Note-se aí que a solução deve conter 13 letras (o número mais alto do logogrifo) e que deve ser equivalente, na semântica, ao termo “MORRENDO”, que é o conceito. Anotaremos então em um papel as chaves e o número de letras da solução, como segue:

Baixa = 4,1,8,7,11,6
Serraria = 3,10,7,7,6
Ver = 7,2,5,4,7,6,7
Benzinho = 4,12,13,7,6,1,13
Perto = 9,8,7,9,4

SOLUÇÃO = 1,2,3,4,5,6,7,8,9,10,11,12,13

Iniciando agora a decifração procura-se, para cada palavra-chave, um sinônimo. Esse sinônimo será transferido para a solução, obedecendo a numeração existente sob cada letra. Chegaremos assim à resolução do enigma, que é a seguinte:

Baixa = Aderna (4,1,8,7,11,6), onde se associa a cada letra do sinônimo um dos números, na ordem.
Serraria = Serra (3,10,7,7,6)
Ver = Reparar (7,2,5,4,7,6,7)
Benzinho = Adorado (4,12,13,7,6,1,13)
Perto = Cerca (9,8,7,9,4)

SOLUÇÃO = DESAPARECENDO (1,2,3,4,5,6,7,8,9,10,11,12,13)

Está aí a decifração: “DESAPARECENDO”, que é um sinônimo de “MORRENDO”, termo que constitui o conceito!

A solução de um logogrifo pode às vezes ser representada por mais de uma palavra (expressão, locução) e até mesmo vir em sentido figurado.”

Fascinante, não é mesmo?
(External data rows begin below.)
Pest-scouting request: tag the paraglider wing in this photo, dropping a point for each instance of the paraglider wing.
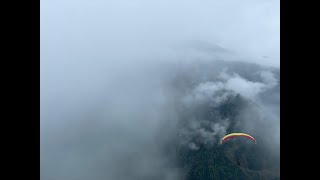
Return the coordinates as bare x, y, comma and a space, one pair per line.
232, 135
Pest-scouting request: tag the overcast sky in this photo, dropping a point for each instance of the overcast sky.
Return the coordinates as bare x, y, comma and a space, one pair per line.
105, 68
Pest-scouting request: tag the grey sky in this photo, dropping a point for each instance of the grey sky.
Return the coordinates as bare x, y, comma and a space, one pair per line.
106, 69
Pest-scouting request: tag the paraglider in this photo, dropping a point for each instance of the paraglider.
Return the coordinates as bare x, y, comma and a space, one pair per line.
232, 135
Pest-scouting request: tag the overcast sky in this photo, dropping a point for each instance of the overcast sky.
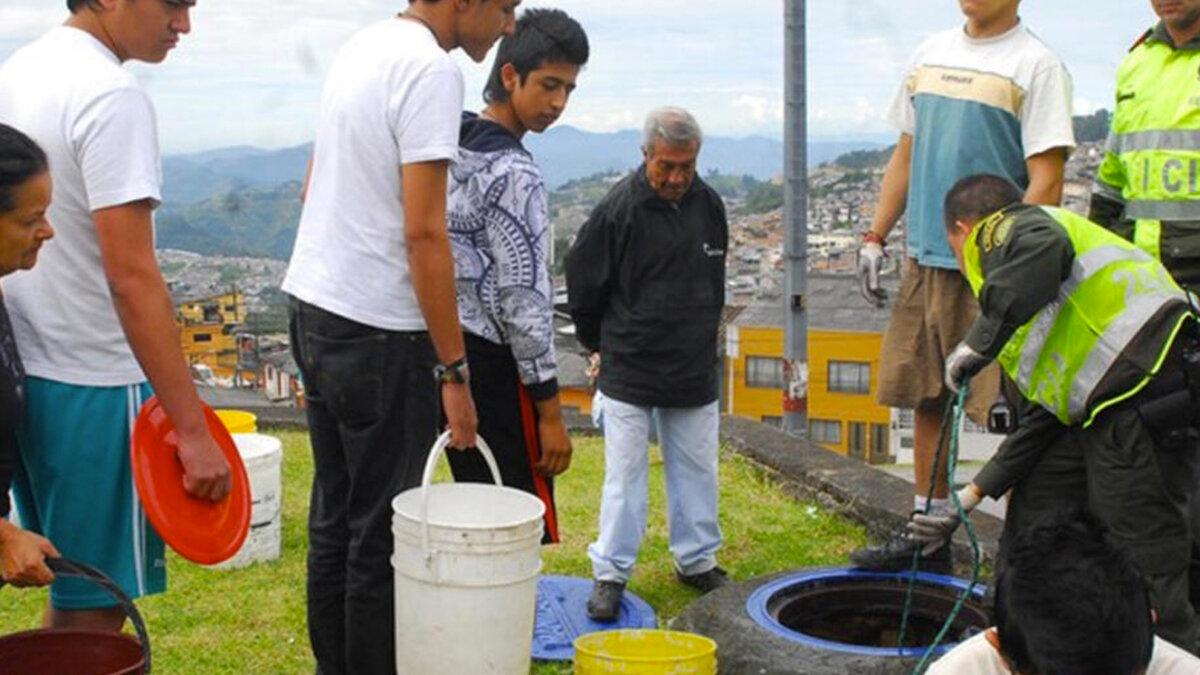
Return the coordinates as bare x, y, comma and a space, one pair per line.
250, 73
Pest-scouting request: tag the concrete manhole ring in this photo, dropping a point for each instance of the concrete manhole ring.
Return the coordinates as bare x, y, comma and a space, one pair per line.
828, 621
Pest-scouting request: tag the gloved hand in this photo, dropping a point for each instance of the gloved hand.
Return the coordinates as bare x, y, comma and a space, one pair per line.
935, 529
961, 365
870, 262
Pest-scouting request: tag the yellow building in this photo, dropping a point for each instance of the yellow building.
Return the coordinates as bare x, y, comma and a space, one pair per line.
845, 336
209, 327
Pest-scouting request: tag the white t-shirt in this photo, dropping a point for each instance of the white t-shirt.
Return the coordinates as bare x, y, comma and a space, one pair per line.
976, 106
391, 97
97, 126
978, 657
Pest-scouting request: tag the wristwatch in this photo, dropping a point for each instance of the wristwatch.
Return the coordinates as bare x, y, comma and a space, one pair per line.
870, 237
455, 372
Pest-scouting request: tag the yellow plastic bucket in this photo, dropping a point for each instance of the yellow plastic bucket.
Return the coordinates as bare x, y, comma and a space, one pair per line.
645, 652
238, 422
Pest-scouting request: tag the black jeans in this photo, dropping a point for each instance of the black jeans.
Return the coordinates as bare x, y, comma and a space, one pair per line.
372, 417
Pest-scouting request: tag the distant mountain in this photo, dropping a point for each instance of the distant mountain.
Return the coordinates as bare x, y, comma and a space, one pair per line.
564, 153
245, 201
247, 221
201, 175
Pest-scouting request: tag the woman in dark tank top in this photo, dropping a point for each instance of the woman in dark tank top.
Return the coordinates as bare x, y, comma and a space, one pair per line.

Quando tive acesso ao livro pela primeira vez, e tendo entendido o conceito por trás da resolução do enigma, me pus a tentar solucionar todos os 76 sonetos que o livro abriga. Consegui resolver alguns, outros não. Para facilitar o exercício de vocês, vou reproduzir aqui mais um soneto com seu logogrifo, e em seguida a solução. Caso queiram tentar descobrir, não vale olhar a solução antes de se debruçarem sobre o logogrifo, combinado? O soneto escolhido segue abaixo. Vamos começar a brincadeira? Valendo!

“O Amado Filho do Construtor

Arnaldo pega a marmita,
Bife, arroz, frango e feijão.
Vai levar a supradita
Ao seu pai, na construção

A caminho o Arnaldo vai,
Mas não resiste ao bom cheiro
E devora o frango inteiro,
Levando o restante pro pai.

Não viste o frango ensopado
Que sua mãe prometeu,
Para o almoço, ó filho amado?

Caiu no chão, diz o Arnaldo
E apesar do esforço meu,
Só pude apanhar o CALDO!”

SOLUÇÃO = 21 LETRAS
9,2,7,20,8
5,1,19,17,9,13,9
16,9,8,14
11,5,21,7,17,4,10
5,6,9,7,12
11,5,15,3,5,18

Se não conseguirem de primeira, podem tentar de novo. Muito bom brincar de detetive e desvendar os enigmas que trazem os logogrifos!

E para conferirem se acertaram, a resposta correta é “suco extraído dos frutos”.

Tomara que tenham gostado do jogo. Eu particularmente adorei! Fora a história que envolve esse autor e essa obra, que me deixaram encantado.

Preciso agradecer imensamente a gentileza do Joaquim de Paula, filho do nosso autor revelado, que além de me autorizar a escrever sobre o pai dele me presenteou com esse livro sem igual.

Sonetos e logogrifos: adorei a combinação!